In real life what I would do is use a spreadsheet to calculate the integral for a 'lot' of 'closely-spaced' distances, make an XY plot, and pick what looks like the peak. However, I want to be able to do this analytically. Help?

*The answer is not "as close as possible" because the sensor's sensitivity is a function of the angle so as the sensor approaches and intrudes into the hemisphere, less of the hemisphere's surface can be "visible" to the sensor.

2. Feb 18, 2010

torquil

Re: Writing the value of an integral as a function of one of the integrated variables

First of all, your end result will not depend on any specific value of one of the integrated variables. That doesn't make sense. You should not be integrating of the variable that represents the sensor's distance L to the window. L will enter into the calculation as a adjustable parameter, not an integration variable. So L will enter into the calculation, but you should only integrate over two angular coordinates that span the solid angle of the window.
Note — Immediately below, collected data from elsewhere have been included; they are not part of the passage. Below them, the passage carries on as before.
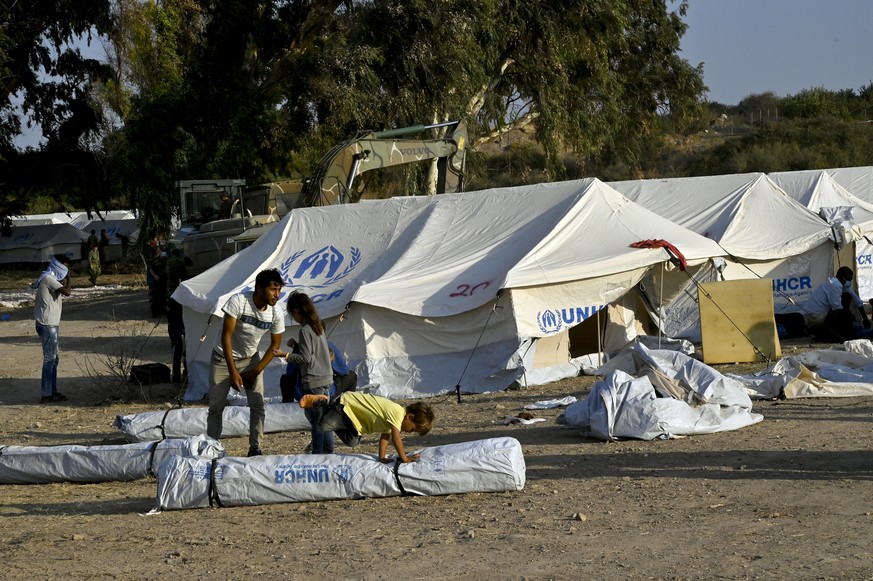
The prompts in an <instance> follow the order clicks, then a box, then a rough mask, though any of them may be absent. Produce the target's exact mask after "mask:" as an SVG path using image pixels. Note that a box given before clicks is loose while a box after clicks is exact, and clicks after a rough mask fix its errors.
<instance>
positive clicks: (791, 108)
mask: <svg viewBox="0 0 873 581" xmlns="http://www.w3.org/2000/svg"><path fill="white" fill-rule="evenodd" d="M782 116H783V117H786V118H788V119H821V118H825V117H835V118H837V119H843V120H846V119H848V118H849V111H848V108H847V107H846V103H845V96H841V95H839V94H838V93H834V92H833V91H828V90H827V89H825V88H823V87H816V88H813V89H804V90H803V91H801V92H799V93H798V94H797V95H790V96H788V97H786V98H785V99H784V101H783V102H782Z"/></svg>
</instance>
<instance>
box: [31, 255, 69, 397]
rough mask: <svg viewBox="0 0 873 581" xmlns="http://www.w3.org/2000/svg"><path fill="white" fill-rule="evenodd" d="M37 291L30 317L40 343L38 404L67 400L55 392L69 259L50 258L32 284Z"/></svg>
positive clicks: (67, 275)
mask: <svg viewBox="0 0 873 581" xmlns="http://www.w3.org/2000/svg"><path fill="white" fill-rule="evenodd" d="M31 286H32V287H33V288H35V289H36V297H35V298H34V303H33V318H34V320H35V321H36V334H37V335H39V338H40V339H41V340H42V378H41V380H40V389H41V392H42V397H41V398H40V400H39V403H56V402H60V401H67V396H65V395H64V394H62V393H60V392H58V361H59V360H60V357H59V354H58V331H59V329H60V325H61V306H62V305H61V295H63V296H65V297H68V296H70V288H71V285H70V259H69V258H67V257H66V256H63V255H61V254H58V255H56V256H54V257H52V259H51V262H49V265H48V268H46V269H45V270H44V271H43V272H42V274H40V275H39V278H37V279H36V280H35V281H34V282H33V284H32V285H31Z"/></svg>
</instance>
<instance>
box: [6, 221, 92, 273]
mask: <svg viewBox="0 0 873 581" xmlns="http://www.w3.org/2000/svg"><path fill="white" fill-rule="evenodd" d="M86 239H87V236H86V235H85V234H83V233H82V231H81V230H79V229H78V228H76V227H74V226H71V225H69V224H43V225H38V226H13V227H12V236H10V237H9V238H6V237H0V263H2V264H11V263H18V262H39V263H45V262H48V261H49V260H51V257H52V256H54V255H55V254H63V255H65V256H67V257H69V258H70V260H79V259H80V258H82V243H83V242H84V241H85V240H86Z"/></svg>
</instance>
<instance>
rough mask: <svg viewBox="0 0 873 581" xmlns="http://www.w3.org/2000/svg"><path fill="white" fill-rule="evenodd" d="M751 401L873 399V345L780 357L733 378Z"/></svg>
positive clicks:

From this statement it seems to me that you have already done what you wanted? You have done it for "any given distance" L, so you already the expression as a function of L? I probably misunderstood something here, though.

Or did you mean by this that you have done the analytical calculation without taking into account the variable angular sensitivity of the detector?

Torquil

3. Feb 18, 2010

BetterSense

Re: Writing the value of an integral as a function of one of the integrated variables

Almost! This is very useful because now I can calculate the brightness factor at any distance y' by doing an integral over a certain range of y-values of the effect those y-values have on my point of interest y'. To solve the problem in the real world I could just us a computer program to calculate that integral at a lot of distances y', and then fit a curve to it. But I want to actually write the brightness factor as a function of distance y'. Then I can take the derivative of that and set it equal to zero to analytically show the maximum. How can I do that?

I have done the first part, but not the second! What I have is an algorithm for finding B at any distance y:

Code (Text):
To obtain the brightness factor B for any point y', go to point y' and integrate the effect of light on that point from the range y=a to y=b
but since this involves doing an integral over a range of y-values, I can't write this as a function of y. I end up with int(y=a->y=b)(f(y)dy)=B. This lets me find B for any y' but how can I write it as a function of y when it involves integrating over a range of y? It might be possible to do so, but I don't know how to.